⅓ cup golden raisins
⅓ cup sweetened dried cherries
⅓ cup sweetened dried cranberries
⅓ cup dried apricots, chopped
2 tbsp rum

Topping: raw sugar

Equipment:
Stand-mixer with dough hook attachment
Panettone molds
Skewers

Day 1:

Soak the dried fruits in rum to use on day 2.

Whisk the flour and ⅔ cup of water or milk over medium heat until forming a thick roux and let cool. Meanwhile, mix the yeast with 2 tsp sugar and 1 tbsp water or 3 tbsp milk, wait until bubbles form to ensure the yeast is active and alive.

Add to the flour the orange zest, the eggs, the yeasty liquid, and the tangzhong in the stand-mixer’s mixing bowl. Knead the flour mixture using its dough hook attachment until well incorporated, about 10 minutes. Slowly add the sugar in small increments while kneading the dough, alternating speed between 2 and 4/10, until it passes the window pane test. Be patient with kneading, as this dough is wetter and will take longer. It may take longer than 50 minutes if using water, but still roughly 50 minutes using milk.

Once the dough passes the window pane test, add to it 1 tbsp butter at a time while continue kneading. The dough should pull its strands away from the mixing bowl.

Meanwhile, mix the salt, vanilla extract, lemon extract, and honey with the remaining ⅓ cup of water or milk.

After all of the butter is added, add half of the remaining liquid. You may need to fold the liquid into the dough with a spatula in between kneading to help it along. Then add the final half of the remaining liquid, continue to fold and knead until the dough is well incorporated, soft, and smooth.

Transfer dough to a large buttered tub. Cover and let it ferment slowly. It should take between 18-24 hours for the dough to quadruple in volume. If it rises too fast, as the case with milk, refrigerate to allow for a slow fermentation.

Day 2:

Fold the dried fruits into the dough, then transfer it into one 6.75-in or two 5.25-in wide panettone molds. I was able to make one 5.25-inch loaf and nine 2.75-inch panettonetti. Cover and let the dough rise again in a warm place. I left it by the oven light bulb. It should take about 4 hours for the dough top to reach the height of the mold. It takes longer starting from refrigeration. Sprinkle with plenty of raw sugar.

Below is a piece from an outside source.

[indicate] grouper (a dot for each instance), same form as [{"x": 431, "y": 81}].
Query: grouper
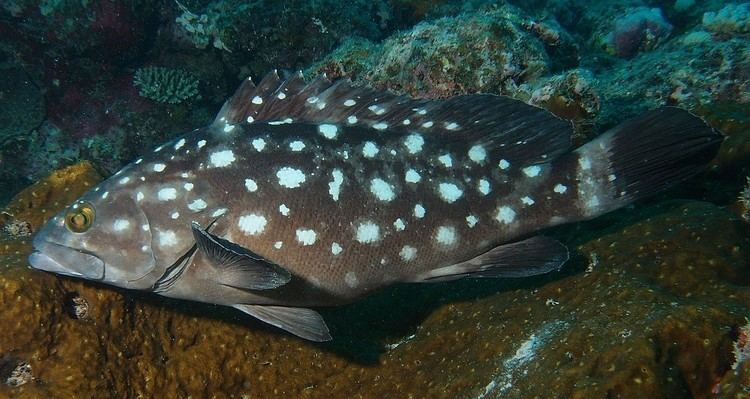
[{"x": 302, "y": 195}]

Set the oven at 350F and dial it down to 325F once the loaves are in: 60 minutes for 1 large, 45 minutes for 2 smaller panettoni, 30 minutes for panettonetti.

Postscript: What to do with leftover panettone? -they freeze well. Panettone ice-cream and French toast are both delicious. To make panettone ice-cream, chop the bread into bite-sized bits and toss them with a couple spoons of sugar. Toast at 400F for ~7 minutes, then add them to vanilla ice-cream along with a few spoons of citrus jam. Candied kumquats are amazing, else orange marmalade will do. Giada de Laurentiis’s panettone French toast is good. I used maple syrup instead and did not need mascarpone cheese.